NASCAR O'Reilly Auto Parts Series at Indianapolis

NASCAR O'Reilly Auto Parts Series
- Venue: Indianapolis Motor Speedway
- Location: Speedway, Indiana, United States

Circuit information
- Surface: Asphalt
- Length: 2.5 mi (4.0 km)
- Turns: 4

= NASCAR O'Reilly Auto Parts Series at Indianapolis Motor Speedway =

NASCAR Xfinity Series race at the Indianapolis Motor Speedway oval

Stock car racing events in the NASCAR O'Reilly Auto Parts Series have been held at Indianapolis Motor Speedway, in Speedway, Indiana, since 2012.

==Current race==

The Pennzoil 250 is a NASCAR O'Reilly Auto Parts Series stock car race held at Indianapolis Motor Speedway. Carson Kvapil is the defending race winner.

===History===
In 2012, NASCAR announced that their second-tier series would run a race at IMS. It was called the Indiana 250. From 2014 to 2018, the race was known as the Lilly Diabetes 250.

For 2016, as part of the Xfinity "Dash 4 Cash" format, the race was 250 miles in total, but two 20-lap heat races, similar to the Can-Am Duel, was to be added to be run prior to the 60-lap main event.

On January 15, 2020, new track owner Roger Penske announced that the race would move from the oval to the track's infield road course; Penske had purchased the track in late-2019. Despite the switch, the NASCAR Cup Series' Brickyard 400 continued to race on the oval, although the Cup race did move to the road course the next season. Shell plc took over as title sponsor of the race, renaming it the Pennzoil 150 after their Pennzoil brand.

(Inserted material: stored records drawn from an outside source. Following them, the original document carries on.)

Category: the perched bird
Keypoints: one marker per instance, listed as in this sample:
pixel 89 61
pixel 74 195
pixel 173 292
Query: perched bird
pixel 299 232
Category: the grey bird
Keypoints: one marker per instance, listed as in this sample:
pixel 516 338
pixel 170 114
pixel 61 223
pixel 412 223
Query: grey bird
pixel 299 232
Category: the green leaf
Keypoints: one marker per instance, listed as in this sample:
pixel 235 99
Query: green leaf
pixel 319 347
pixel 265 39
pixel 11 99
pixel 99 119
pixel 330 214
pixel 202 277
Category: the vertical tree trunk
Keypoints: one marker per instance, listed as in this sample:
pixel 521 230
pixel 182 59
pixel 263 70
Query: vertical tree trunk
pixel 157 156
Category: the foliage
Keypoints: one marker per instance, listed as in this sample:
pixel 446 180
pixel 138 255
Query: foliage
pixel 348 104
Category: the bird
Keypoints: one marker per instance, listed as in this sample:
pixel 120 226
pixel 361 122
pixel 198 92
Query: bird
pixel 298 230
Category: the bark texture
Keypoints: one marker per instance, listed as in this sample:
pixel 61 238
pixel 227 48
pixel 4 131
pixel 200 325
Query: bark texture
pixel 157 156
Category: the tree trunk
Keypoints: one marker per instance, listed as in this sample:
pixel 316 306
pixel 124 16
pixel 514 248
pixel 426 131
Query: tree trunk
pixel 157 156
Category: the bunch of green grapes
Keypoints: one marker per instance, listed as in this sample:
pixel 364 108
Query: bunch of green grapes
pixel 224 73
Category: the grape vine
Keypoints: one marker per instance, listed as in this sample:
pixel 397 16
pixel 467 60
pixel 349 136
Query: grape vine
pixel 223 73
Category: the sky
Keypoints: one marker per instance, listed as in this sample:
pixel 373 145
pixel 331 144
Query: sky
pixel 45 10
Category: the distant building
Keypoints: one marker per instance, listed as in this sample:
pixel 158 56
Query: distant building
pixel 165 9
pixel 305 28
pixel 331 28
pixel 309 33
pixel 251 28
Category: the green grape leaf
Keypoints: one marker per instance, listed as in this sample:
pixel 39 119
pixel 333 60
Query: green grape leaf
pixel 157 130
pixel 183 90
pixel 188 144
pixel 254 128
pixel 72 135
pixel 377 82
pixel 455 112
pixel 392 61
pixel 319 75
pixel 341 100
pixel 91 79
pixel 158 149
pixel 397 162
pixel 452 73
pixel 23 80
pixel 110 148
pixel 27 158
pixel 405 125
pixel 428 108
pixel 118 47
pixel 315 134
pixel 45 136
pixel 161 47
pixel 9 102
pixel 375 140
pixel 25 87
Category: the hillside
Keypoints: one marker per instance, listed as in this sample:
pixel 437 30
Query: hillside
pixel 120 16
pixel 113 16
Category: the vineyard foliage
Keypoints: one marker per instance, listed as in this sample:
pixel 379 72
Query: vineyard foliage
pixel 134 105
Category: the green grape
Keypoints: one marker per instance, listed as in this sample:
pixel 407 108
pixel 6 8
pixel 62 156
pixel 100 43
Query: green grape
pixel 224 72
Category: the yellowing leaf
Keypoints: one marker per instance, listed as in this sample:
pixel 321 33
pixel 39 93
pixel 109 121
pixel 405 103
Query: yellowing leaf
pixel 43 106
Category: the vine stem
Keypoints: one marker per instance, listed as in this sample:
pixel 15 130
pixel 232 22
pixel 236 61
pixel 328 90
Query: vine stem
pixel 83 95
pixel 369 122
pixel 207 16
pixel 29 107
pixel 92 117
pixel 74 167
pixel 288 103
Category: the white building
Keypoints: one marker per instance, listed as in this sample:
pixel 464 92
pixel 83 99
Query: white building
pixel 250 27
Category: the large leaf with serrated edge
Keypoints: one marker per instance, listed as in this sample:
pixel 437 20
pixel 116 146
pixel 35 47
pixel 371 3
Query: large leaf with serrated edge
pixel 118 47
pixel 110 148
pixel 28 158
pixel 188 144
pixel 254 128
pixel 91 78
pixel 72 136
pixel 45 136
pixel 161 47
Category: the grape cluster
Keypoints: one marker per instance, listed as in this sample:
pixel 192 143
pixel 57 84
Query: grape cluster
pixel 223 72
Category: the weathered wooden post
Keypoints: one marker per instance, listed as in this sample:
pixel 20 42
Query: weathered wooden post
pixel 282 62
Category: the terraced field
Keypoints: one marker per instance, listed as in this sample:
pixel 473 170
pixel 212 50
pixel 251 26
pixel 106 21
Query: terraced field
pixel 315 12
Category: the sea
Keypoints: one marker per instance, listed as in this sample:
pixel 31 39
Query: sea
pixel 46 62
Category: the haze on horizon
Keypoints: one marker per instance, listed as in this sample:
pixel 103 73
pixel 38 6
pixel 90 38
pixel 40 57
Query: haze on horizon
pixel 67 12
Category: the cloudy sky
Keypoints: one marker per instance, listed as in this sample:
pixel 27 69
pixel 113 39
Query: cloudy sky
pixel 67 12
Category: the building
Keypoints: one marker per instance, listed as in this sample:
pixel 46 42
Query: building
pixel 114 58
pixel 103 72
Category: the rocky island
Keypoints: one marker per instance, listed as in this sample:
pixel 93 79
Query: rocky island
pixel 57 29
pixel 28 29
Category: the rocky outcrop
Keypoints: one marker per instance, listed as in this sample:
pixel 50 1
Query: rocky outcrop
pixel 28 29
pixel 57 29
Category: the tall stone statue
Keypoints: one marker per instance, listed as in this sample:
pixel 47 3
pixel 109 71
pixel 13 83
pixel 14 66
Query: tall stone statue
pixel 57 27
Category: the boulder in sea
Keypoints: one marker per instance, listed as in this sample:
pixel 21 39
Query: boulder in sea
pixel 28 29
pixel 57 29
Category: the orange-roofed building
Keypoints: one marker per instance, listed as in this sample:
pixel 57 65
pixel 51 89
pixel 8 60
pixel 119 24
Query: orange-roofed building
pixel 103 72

On March 26, 2020, as part of changes to the 2020 IndyCar Series schedule to account for the COVID-19 pandemic, it was announced that the series' GMR Grand Prix—an IMS road course race typically held as a prelude to the Indianapolis 500—would be postponed to July 4, 2020, and form an IndyCar/NASCAR double-header with the Pennzoil 150.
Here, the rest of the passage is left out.